I have an unknown continuous distribution, density function $f_X$, with the following properties:
- Zero mean
- Symmetric around the mean
- For all $a,b : 0 \leq a < b$ we have $f_X(a) > f_X(b)$
I'm looking at sums of IID draws from this distribution $Y_n = \sum_{i=1}^nX_i$ and would like to show that such sums get arbitrarily large with probability 1. Formally, I guess it would be that for all $t > 0$
$$\lim_{n=1}^{\infty}P\left(\bigvee_{k=1}^n|Y_k| > t\right) = 1$$
My first thought is to lower bound the disjunction by
$$P\left(\bigvee_{k=1}^n|Y_k| > t\right) > P\left(|Y_n| > t\right)$$
hoping that would be enough. Intuitively it feels correct, as the variance becomes unbounded. That is, if the variance of $f_X$ is $\sigma^2$, then the variance of $Y_n$ is $\sigma_{Y_n}^2 = n\sigma^2$. But all the probability inequalities I know of upper-bound tail-probabilities, they don't lower bound them. E.g. Chebyshev's inequality would be an upper-bound on the tail probability $P(|Y_n| > t)$. I know the second moment method is a thing, but it doesn't work in this case.
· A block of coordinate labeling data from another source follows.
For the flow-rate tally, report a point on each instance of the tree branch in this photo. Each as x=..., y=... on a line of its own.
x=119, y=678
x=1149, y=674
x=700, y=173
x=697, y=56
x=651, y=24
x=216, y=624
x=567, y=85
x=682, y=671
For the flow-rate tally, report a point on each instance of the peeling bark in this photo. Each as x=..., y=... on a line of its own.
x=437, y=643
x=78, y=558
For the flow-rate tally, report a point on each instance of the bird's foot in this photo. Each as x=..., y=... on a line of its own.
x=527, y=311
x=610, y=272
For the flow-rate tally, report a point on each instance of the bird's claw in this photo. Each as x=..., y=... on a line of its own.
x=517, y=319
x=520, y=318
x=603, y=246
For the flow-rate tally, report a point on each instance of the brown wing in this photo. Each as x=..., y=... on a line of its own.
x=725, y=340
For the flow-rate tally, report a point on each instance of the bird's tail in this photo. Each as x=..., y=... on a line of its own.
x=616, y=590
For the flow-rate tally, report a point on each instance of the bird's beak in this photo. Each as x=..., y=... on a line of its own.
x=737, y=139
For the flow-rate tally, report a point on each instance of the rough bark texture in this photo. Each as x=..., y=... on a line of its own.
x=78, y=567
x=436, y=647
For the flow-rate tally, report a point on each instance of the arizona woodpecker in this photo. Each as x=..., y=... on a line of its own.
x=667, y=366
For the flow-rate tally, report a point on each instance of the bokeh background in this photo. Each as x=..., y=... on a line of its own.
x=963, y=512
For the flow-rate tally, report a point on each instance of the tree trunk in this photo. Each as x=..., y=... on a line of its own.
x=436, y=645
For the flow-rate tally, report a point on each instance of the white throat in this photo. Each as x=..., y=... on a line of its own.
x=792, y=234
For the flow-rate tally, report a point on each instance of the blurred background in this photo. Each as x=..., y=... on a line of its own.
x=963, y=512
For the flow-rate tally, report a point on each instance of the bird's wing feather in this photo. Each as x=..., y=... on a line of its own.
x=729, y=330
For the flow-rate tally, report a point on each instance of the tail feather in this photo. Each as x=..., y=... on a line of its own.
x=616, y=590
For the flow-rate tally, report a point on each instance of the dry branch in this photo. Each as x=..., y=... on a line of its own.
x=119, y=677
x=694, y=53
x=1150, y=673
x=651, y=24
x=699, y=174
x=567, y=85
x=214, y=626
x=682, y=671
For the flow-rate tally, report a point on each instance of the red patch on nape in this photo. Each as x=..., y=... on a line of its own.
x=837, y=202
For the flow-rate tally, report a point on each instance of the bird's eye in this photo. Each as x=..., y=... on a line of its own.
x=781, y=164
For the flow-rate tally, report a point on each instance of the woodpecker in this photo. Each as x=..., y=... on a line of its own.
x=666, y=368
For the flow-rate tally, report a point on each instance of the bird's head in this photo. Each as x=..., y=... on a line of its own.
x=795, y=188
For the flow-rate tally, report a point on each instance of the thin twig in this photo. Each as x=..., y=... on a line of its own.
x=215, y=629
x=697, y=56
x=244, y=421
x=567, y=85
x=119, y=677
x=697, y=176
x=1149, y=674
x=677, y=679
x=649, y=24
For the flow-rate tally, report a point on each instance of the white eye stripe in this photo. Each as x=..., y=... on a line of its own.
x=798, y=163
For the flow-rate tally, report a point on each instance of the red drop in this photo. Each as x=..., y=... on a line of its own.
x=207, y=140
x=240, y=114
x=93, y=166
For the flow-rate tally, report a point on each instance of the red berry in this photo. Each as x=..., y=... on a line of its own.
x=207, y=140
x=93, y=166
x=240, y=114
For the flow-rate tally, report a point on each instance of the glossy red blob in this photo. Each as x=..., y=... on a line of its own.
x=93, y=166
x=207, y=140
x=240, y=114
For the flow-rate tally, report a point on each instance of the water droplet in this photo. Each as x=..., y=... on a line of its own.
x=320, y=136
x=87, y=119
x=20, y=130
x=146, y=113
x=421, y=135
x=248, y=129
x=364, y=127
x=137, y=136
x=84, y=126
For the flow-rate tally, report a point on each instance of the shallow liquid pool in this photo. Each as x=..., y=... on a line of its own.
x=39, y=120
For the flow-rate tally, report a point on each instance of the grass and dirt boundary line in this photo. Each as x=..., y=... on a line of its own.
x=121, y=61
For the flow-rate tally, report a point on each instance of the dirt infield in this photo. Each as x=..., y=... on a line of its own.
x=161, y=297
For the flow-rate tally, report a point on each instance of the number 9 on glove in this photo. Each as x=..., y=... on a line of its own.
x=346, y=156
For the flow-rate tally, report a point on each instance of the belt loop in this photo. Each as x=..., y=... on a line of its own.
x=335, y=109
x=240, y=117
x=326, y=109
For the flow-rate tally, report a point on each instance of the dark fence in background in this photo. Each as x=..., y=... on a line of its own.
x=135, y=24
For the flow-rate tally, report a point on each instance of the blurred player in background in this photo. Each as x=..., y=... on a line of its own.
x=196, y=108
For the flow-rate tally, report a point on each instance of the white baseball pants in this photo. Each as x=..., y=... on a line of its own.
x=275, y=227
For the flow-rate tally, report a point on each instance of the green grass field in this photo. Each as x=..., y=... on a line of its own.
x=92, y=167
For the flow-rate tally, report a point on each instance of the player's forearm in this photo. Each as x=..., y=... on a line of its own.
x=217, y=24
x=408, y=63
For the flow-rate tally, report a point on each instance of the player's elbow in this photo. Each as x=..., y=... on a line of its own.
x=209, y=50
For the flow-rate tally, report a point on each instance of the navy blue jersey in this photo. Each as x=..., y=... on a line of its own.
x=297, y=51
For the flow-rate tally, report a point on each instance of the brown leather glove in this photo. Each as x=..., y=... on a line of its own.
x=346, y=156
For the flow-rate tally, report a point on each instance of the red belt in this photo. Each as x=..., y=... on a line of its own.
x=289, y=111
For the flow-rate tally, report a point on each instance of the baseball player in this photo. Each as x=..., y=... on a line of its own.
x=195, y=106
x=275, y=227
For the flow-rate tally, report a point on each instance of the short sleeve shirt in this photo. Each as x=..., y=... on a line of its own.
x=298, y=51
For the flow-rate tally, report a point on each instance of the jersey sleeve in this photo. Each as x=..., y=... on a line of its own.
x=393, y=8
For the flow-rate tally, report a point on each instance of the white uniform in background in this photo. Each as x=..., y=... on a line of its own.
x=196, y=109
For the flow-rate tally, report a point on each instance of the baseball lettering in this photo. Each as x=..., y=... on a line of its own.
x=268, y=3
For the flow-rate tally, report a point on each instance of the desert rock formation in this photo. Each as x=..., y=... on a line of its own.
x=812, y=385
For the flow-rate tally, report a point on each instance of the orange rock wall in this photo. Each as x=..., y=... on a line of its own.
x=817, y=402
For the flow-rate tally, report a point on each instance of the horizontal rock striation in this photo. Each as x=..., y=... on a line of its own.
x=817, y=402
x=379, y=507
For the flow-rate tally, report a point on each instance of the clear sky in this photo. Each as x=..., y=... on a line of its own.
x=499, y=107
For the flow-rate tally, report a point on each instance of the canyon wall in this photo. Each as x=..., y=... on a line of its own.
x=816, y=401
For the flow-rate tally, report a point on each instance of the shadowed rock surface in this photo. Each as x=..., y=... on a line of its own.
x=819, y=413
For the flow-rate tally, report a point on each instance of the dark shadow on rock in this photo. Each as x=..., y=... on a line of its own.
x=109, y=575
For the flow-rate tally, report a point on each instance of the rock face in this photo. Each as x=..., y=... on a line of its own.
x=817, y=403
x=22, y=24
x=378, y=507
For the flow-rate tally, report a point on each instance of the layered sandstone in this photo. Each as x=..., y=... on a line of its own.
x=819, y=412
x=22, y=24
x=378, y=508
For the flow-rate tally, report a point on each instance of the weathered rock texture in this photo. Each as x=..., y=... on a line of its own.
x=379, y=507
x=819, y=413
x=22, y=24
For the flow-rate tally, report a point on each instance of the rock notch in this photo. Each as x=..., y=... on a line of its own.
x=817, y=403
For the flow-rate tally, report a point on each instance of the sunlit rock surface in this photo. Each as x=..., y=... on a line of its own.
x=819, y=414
How might I approach this problem?
Best Answer
Symmetry and continuous density are not necessary to conclude. It is known (but also in Durrett, as exercises) that if $Y_n=\sum_{k\leq n}X_k$ is a random walk (i.e. sum of IID $(X_n)_{n \in \mathbb{N}}$) s.t. $E[X_1]=0$ and $P(X_1=0)<1$ (i.e. nondegenerate), then $-\infty = \liminf_{n\to \infty}Y_n< \limsup_{n\to \infty}Y_n =\infty$ a.s.